Alors qu’une loi existe sanctionnant tout appel à la haine ou à la violence envers des personnes en raison de leur origine, de leur appartenance, ou de leur religion, voici où nous en sommes, pas seulement à Marseille, après tant d’années de cancérisation des esprits : métastases partout, haine bestiale chimiquement pure. Il serait niaiseux de croire qu’une partie du problème est réglée parce qu’en un lieu précis un nuisible est contraint à se démettre. Il est évident qu’un entourage favorable, partageant ses fantasmes, agissant comme un terreau fertile, lui a permis d’exister. Le mal est profond, aussi bien dans la classe politique que dans la société civile ou militaire.

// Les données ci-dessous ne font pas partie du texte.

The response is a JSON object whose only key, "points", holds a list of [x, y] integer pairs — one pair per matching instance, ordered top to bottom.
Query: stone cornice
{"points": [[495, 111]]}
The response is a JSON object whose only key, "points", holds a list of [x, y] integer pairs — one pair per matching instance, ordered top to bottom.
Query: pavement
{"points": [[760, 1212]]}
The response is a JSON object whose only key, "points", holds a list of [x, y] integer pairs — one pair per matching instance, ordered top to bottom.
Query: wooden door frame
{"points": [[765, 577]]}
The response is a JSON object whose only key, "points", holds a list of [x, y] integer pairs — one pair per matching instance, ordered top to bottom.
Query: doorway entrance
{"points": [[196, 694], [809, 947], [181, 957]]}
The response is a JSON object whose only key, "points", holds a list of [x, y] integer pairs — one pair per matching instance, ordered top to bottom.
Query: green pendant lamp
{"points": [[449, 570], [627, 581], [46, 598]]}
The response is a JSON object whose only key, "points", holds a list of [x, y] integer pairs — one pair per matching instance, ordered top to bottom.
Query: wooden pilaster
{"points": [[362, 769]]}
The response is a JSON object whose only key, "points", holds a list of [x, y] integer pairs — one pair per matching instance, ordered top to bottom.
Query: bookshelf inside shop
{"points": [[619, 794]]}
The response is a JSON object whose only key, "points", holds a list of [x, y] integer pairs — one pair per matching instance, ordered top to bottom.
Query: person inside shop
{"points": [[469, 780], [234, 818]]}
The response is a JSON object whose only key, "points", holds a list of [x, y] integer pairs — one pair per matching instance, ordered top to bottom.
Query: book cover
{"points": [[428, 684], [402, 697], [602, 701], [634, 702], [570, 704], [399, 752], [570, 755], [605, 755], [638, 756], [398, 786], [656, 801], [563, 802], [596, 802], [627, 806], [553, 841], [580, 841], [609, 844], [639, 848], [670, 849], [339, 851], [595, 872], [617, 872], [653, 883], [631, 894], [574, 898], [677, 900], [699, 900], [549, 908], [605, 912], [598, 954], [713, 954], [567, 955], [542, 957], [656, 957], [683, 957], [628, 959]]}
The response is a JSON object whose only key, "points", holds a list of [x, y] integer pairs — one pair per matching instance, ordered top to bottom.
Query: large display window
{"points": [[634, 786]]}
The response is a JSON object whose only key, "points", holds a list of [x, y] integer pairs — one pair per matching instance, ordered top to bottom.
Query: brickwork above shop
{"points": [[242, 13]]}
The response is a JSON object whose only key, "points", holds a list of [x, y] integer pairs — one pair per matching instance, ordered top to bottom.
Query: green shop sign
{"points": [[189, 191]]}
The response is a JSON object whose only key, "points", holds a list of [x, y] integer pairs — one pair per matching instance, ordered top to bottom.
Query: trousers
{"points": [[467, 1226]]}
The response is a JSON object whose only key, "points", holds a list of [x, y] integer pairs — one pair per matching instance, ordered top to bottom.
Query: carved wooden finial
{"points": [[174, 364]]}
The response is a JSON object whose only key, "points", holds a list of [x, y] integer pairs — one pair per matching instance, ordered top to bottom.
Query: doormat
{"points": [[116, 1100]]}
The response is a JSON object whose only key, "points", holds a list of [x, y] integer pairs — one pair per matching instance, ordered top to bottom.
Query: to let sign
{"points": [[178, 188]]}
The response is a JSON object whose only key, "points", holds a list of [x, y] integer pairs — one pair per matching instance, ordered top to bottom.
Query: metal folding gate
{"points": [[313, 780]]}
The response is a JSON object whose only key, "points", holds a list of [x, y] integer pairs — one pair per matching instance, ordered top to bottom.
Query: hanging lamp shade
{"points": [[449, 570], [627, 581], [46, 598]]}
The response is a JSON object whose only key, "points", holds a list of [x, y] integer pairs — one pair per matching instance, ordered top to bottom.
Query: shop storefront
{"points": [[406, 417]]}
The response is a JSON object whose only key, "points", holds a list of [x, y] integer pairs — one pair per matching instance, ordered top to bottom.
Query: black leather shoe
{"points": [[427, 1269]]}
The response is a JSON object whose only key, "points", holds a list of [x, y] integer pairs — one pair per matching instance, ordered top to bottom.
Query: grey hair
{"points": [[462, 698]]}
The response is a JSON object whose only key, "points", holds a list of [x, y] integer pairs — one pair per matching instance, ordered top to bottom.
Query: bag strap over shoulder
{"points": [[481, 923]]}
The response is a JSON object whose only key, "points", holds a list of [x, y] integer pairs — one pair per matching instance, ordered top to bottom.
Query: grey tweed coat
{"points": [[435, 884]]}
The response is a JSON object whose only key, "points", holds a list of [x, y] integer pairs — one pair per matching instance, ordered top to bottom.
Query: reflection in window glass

La gangrène a gagné jusqu’aux plus hauts niveaux de l’Etat, la création sarkozienne d’un ministère de l’identité nationale est encore dans toutes les mémoires, une récente déclaration d’officiers généraux a opportunément rappelé que les putschistes sont aux aguets.

Comme l’a précisé Sartre dès 1944 avec ses Réflexions sur la question juive, la source du  racisme ne peut être recherchée que dans l’examen des comportements obsessionnels, c’est-à-dire pathologiques, des racistes et non pas dans les faits et gestes de ceux auxquels ils font grief de l’altérité dans laquelle ils sont soigneusement entretenus, afin de mieux les dénoncer.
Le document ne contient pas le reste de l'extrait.